Although both attention and memory have been thoroughly studied in isolation, very is little is actually known of how these two core cognitive functions interact in everyday life. In 2006, Nobre and colleagues published the results of a brain imaging experiment designed to identify the brain areas involved in memory-guided attention (Summerfield et al., 2006, Neuron). Participants in this experiment first studied a large number of photographs depicting natural everyday scenes. The instruction was to find a small target object embedded in each scene, very much like the classic Where's Wally game.


After performing the search task a number of times, participants were able learned the location of the target in each scene. When Nobre and her team tested their participants again on a separate day, they found that people were able to use the familiar scenes to direct attention to the previously learned target location in the scene. 


Next, the research team repeated this experiment, but this time changes in brain activity were measured in each participant while they used their memories to direct the focus of their attention. With functional magnetic resonance imaging (fMRI), the team found an increase in neural activity in brain areas associated with memory (especially the hippocampus) as well as a network of brain areas associated with attention (especially parietal and prefrontal cortex). 

This first exploration of memory guided attention (1) confirmed that participants can use long-term memory to guide attention, and (2) further suggested that the brain areas that the mediate long-term could interact with attention-related areas to support this coalition. However, due to methodological limitations at the time, there was no way to separate activity associated with memory-guided preparatory attention, and the consequences of past-experience on perception (e.g., Helmholtzian inference). This was the aim of our follow-up study.

The Current Study: Design and Results 


In collaboration with Nobre and colleagues, we combined multiple brain imaging methods to show that past experience can change the activation state of visual cortex in preparation for memory-predicted input (Stokes, Atherton, Patai & Nobre, 2012, PNAS). Using electroencephalography (EEG), we demonstrated that the memories can reduce inhibitory neural oscillations in visual cortex at memory-specific spatial locations.

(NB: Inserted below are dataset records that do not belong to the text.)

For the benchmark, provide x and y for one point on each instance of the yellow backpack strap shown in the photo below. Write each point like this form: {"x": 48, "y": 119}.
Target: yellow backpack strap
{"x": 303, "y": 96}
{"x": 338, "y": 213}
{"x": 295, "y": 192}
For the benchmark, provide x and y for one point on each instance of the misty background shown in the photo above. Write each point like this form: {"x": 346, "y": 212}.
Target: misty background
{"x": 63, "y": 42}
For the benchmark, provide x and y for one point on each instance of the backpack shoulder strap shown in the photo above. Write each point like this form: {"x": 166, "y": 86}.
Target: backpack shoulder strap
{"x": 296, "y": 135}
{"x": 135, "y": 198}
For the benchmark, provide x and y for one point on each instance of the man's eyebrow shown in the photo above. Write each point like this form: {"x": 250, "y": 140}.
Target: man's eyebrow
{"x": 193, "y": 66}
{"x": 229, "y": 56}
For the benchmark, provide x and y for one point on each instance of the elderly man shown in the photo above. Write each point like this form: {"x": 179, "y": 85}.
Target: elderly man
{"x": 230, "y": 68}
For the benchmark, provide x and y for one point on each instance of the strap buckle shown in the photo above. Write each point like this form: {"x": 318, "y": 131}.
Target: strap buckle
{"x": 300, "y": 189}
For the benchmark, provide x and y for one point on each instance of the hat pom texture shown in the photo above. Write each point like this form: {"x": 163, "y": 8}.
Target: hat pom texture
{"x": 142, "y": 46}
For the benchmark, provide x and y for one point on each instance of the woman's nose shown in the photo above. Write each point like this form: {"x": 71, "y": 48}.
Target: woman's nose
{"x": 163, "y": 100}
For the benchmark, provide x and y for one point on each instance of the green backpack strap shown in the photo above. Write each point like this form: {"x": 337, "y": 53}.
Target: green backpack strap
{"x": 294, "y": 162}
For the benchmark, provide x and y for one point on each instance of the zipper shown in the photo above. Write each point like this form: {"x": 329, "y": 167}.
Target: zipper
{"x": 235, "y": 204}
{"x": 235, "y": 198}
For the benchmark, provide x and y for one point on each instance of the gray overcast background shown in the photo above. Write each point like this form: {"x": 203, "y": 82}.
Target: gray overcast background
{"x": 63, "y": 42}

With fMRI, we further show that this change in electrical activity is also associated with an increase in activity for the brain areas that represent the memory-predicted spatial location. Together, these results provide key convergent evidence that past-experience alone can shape activity in visual cortex to optimise processing of memory-predicted information. 


Finally, we were also able to provide the most compelling evidence to date that memory-guided attention is mediated via the interaction between processing in the hippocampus, prefrontal and parietal cortex. However, further research is needed to verify this further speculation. In particular, we cannot yet confirm whether activation of the attention network is necessary for memory-guided preparation of visual cortex, or whether a direct pathway between the hippocampus and visual cortex is sufficient for the changes in preparatory activity observed with fMRI and EEG. This is now the focus of on-going research.